From the foregoing discussion of the demand for a separate
Dravidanad during the period under survey (up to 1944) the following conclusions
E.V.R. himself pointed out that his conception of Dravidanad was
nothing new and that it was only an extension of the Congress Party's idea of
dividing India after independence into linguistic provinces. As a first step the
Congress Provincial Committees were formed on a linguistic basis in 1920.
But it was E.V.R. who extended the philological family name
'Dravidian' to connote a separate political entity comprising the land and the
people where the four major Dravidian languages were spoken. Thus E.V.R.'s
conception of Dravidanad was based on the presumption that the Dravidian
non-Brahmins who spoke the four Dravidian languages -Tamil, Telugu, Kannada and
Malayalam - were of a racial stock and culture which distinguished them from the
Aryan-Brahmin.

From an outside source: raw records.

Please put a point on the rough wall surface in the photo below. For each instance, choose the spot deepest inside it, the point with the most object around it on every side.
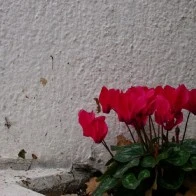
(55, 55)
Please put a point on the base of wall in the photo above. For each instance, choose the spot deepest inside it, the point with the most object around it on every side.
(39, 181)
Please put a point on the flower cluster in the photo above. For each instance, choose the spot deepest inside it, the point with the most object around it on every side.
(137, 105)
(155, 159)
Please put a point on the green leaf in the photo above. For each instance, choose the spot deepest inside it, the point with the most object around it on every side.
(130, 182)
(116, 148)
(105, 185)
(187, 167)
(171, 178)
(119, 173)
(178, 156)
(110, 171)
(148, 161)
(193, 161)
(190, 146)
(162, 156)
(143, 174)
(129, 153)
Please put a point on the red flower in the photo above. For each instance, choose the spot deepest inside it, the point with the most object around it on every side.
(108, 99)
(169, 103)
(94, 127)
(135, 105)
(177, 98)
(191, 104)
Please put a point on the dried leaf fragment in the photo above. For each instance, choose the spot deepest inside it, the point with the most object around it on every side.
(92, 184)
(22, 153)
(122, 141)
(43, 81)
(34, 156)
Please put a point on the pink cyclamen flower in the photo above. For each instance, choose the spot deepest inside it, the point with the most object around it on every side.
(94, 127)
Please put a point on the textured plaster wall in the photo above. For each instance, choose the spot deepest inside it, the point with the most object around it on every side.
(55, 55)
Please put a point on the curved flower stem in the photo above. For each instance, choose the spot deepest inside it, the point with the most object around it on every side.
(185, 129)
(130, 132)
(155, 135)
(150, 127)
(141, 139)
(107, 148)
(146, 136)
(161, 135)
(158, 133)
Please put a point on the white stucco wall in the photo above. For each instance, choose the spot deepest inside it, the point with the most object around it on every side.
(117, 43)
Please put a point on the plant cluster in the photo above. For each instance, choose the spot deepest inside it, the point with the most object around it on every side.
(158, 156)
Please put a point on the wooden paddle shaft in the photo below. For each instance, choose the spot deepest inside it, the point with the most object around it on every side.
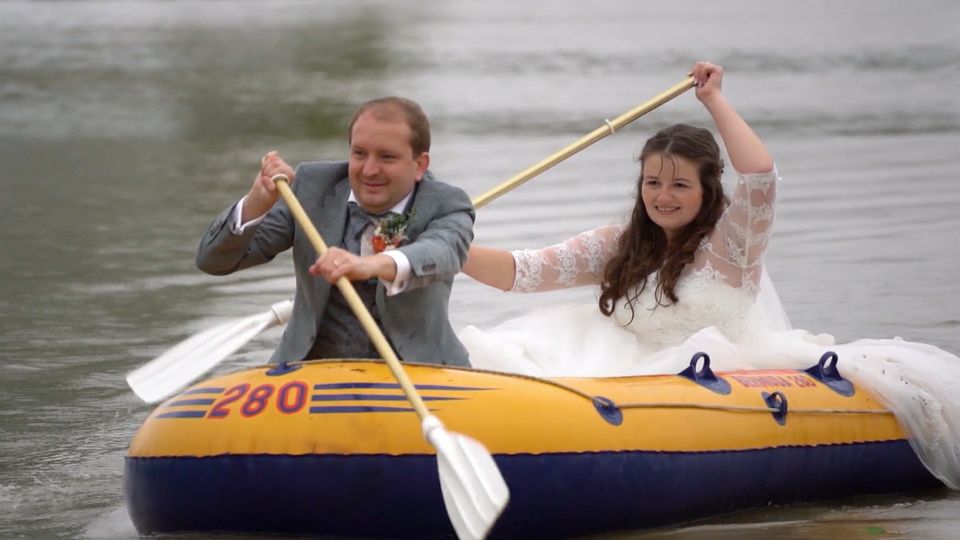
(608, 128)
(353, 299)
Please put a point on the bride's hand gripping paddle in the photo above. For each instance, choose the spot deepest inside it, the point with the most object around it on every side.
(473, 489)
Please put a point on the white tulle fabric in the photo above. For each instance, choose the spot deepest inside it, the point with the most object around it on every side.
(728, 308)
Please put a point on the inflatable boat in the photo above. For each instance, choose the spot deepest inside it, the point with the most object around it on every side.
(333, 449)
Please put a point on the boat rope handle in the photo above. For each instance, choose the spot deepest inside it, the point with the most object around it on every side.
(640, 405)
(747, 408)
(678, 405)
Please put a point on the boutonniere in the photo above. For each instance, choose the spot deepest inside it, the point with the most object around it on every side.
(390, 232)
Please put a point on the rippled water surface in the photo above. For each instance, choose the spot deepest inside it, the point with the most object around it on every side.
(126, 126)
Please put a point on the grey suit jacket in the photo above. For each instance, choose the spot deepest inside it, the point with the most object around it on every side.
(415, 321)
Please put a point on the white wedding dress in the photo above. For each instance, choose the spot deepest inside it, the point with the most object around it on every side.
(727, 308)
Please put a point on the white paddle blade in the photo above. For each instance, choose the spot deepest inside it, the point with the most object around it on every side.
(188, 360)
(474, 491)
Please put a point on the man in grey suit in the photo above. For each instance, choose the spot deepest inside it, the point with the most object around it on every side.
(384, 181)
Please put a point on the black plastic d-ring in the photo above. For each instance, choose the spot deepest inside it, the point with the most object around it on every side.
(703, 375)
(826, 372)
(608, 410)
(283, 368)
(777, 400)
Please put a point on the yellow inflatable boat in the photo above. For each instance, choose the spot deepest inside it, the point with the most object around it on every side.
(333, 448)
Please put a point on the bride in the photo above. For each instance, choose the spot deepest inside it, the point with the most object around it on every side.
(685, 274)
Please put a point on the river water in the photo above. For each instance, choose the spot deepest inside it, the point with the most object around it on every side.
(125, 126)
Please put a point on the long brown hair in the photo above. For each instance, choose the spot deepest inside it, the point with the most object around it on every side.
(643, 248)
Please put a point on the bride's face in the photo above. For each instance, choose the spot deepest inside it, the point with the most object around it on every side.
(671, 192)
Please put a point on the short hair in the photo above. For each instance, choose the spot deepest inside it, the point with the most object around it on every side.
(384, 108)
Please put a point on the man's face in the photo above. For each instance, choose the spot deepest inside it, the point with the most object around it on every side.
(383, 169)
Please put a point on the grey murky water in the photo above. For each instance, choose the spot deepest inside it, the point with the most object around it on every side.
(125, 126)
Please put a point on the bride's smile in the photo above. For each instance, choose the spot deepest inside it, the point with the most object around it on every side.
(671, 191)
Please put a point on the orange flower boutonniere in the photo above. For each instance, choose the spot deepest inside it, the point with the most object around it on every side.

This was again not an innovation of E.V.R. for such a racial
explanation formed the fundamental creed of the non-Brahmin Movement and of the
Justice Party. Here again the support for E.V.R.'s propaganda for Dravidanad was
minimal from the linguistic regions other than Tamil.
The second presupposition of E.V.R. in formulating his scheme of
a Dravidian State was that it would be a haven for non-Brahmin-Dravidians from
the alleged domination of Brahmin-Aryans. Here again E.V.R. was extending his
main objective of the Self-Respect Movement, namely the complete elimination of
the alleged exploitation by Brahmins in the name of religion and the caste
system. In other words E.V.R.'s anti-Brahmin principles became also the basis
for his claim of a Dravidian Federation.
Two important factors may be said to have made E.V.R. think
deeply in terms of a separate Dravidanad. Firstly, the anti-Hindi agitation and
secondly, the Pakistan demand by the Muslim League. It was the anti-Hindi
agitation that made the Tamils more conscious of the heritage of their language
and culture and the idea of a separate state to protect them gained ground. The
Lahore session of the Muslim League and the demand for Pakistan added strength
to the nascent regional Dravidian Nationalism. Leaders of either party began to
talk in terms of mutual sympathy and support.
The choice of E.V.R. as the leader of the Justice Party in the
wake of the Anti-Hindi agitation led to the fusion of the Self-Respect Movement
and the Justice Party. As a result anti-Brahminism and communalism once again
became basic ideologies in party politics and the demand for a separate
Dravidanad was mainly based on these ideologies. The creation of Dravidanad as a
separate sovereign state continued to be the main object of the Dravidar
Kazhagam and its offshoot the Dravida Munnetra Kazhagam (founded in 1949) till
1963 when the Indian Constitution was amended specially to make a demand for
secession a criminal act, and since then the demand was given up.